The assembler can compile 16-bit assembly code to be run in a 16-bit segment, 32-bit assembly code to be run in a 32-bit segment, or 32-bit assembly code to be run in a 16-bit segment (by using overrides on each instruction). As far as we know, GCC always generates 32-bit assembly code. Several directives can be placed in the assembly output by using the asm() directive in the C code.

  • .code16: This specifies that the code being assembled is 16-bit code to be run in a 16-bit segment.
  • .code32: This specifies that the code being assembled is 32-bit code to be run in a 32-bit segment. This is the default.
  • .code16gcc: This specifies that the code being assembled was generated by GCC and therefore is 32-bit assembly code that will run in a 16-bit segment. GAS will add the necessary overrides to each instruction to indicate 32-bit addresses, registers, data, etc. This is the most useful, since this directive allows us to write C code to be run in a 16-bit segment (either real mode or protected mode). In terms of applying this to C code, this means adding asm(".code16gcc\n"); at the top of each C module. Notice that you can mix functions to be run in 16-bit segments and functions to be run in 32-bit segments in the same module, but if you do, be careful about switching segments and make sure the load addresses are valid for every part of the code.

Compiling DOS COM Files and Boot Loaders

The DOS COM file format is just a raw binary loaded into a 16-bit real mode segment at address 0x100. To compile a COM with gcc, you need to add asm(".code16gcc\n"); at the top of each C module (including all the standard libraries) and link with the options "-static -Ttext 0x100 --oformat binary". Although you will probably have a lot of in-line assembly for system calls, it will probably still be easier to write in C.

To make system calls easier, we wrote a macro that expands to an asm() that takes arguments for the values of eax, ebx, ecx, edx, esi, and edi.

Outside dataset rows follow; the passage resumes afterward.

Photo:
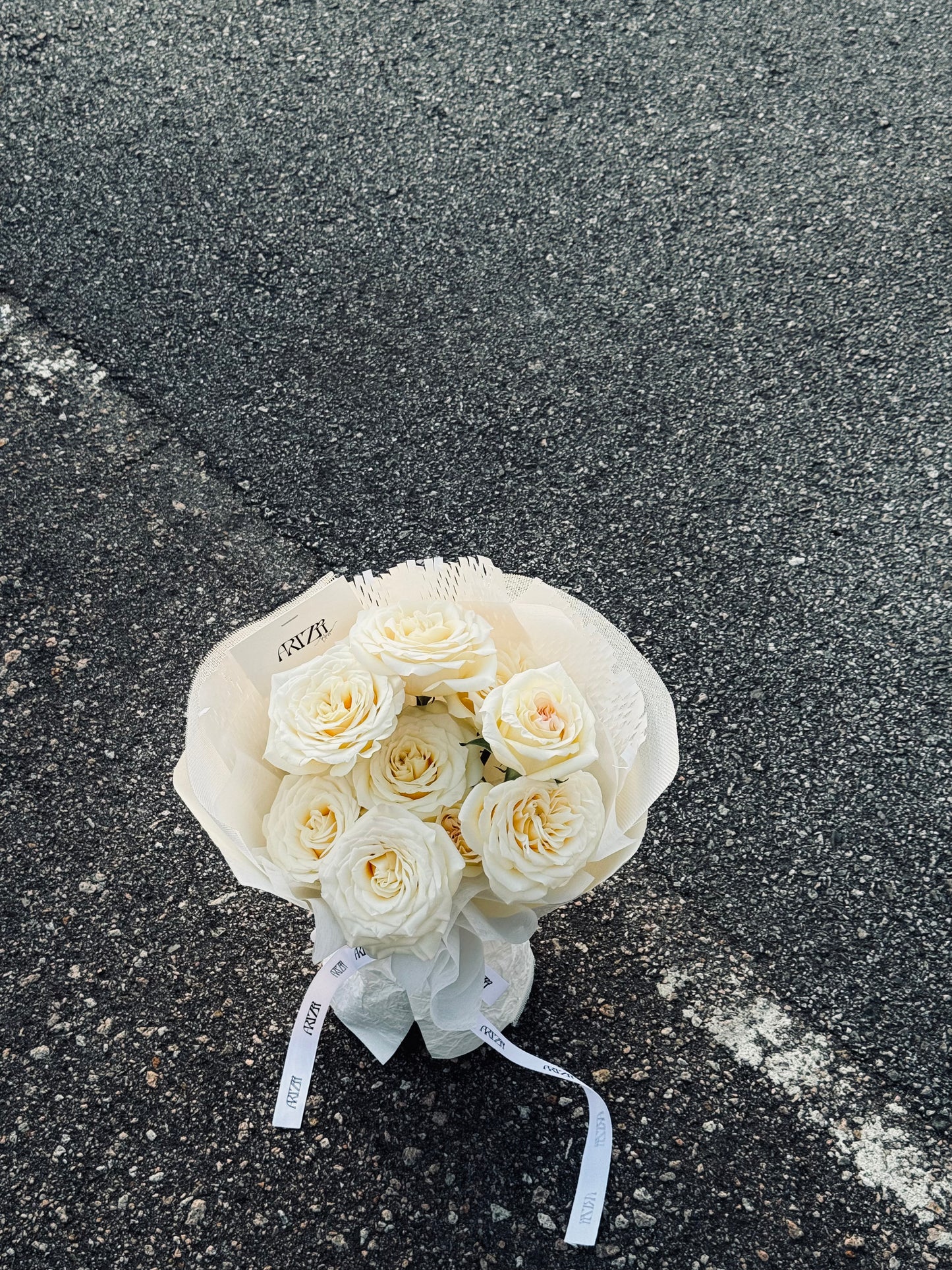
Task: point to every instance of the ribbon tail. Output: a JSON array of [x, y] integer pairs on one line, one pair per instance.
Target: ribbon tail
[[597, 1156], [306, 1033]]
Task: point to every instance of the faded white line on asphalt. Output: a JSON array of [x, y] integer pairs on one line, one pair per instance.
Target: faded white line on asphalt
[[865, 1124]]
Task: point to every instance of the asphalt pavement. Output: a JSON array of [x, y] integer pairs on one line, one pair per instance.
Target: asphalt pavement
[[654, 304]]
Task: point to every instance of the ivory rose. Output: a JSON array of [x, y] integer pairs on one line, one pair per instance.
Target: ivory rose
[[420, 766], [433, 645], [534, 836], [467, 705], [450, 821], [329, 713], [309, 815], [540, 724], [390, 882]]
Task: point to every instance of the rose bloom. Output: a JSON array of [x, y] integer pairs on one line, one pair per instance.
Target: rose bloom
[[420, 766], [433, 645], [534, 836], [329, 713], [450, 821], [540, 724], [467, 705], [309, 815], [390, 882]]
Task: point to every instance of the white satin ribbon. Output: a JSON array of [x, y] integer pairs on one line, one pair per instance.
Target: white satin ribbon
[[302, 1049], [597, 1156]]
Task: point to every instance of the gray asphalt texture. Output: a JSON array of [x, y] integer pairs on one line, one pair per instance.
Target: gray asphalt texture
[[654, 304]]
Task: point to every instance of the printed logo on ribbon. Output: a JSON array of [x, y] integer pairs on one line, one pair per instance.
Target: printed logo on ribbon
[[311, 1018]]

We wrote more macros for getting the return values out of the registers and for testing the values of the bits in the flags register after returning from a system call. This makes it trivial to write some wrapper functions for most file and terminal I/O in DOS.

Compiling a boot loader would work the same way, except the load address is 0x7C00 instead of 0x100 and the size of your raw binary is limited to 446 bytes for a master boot record and 512 bytes for a boot sector. Good luck fitting a useful C program into 446 bytes, though.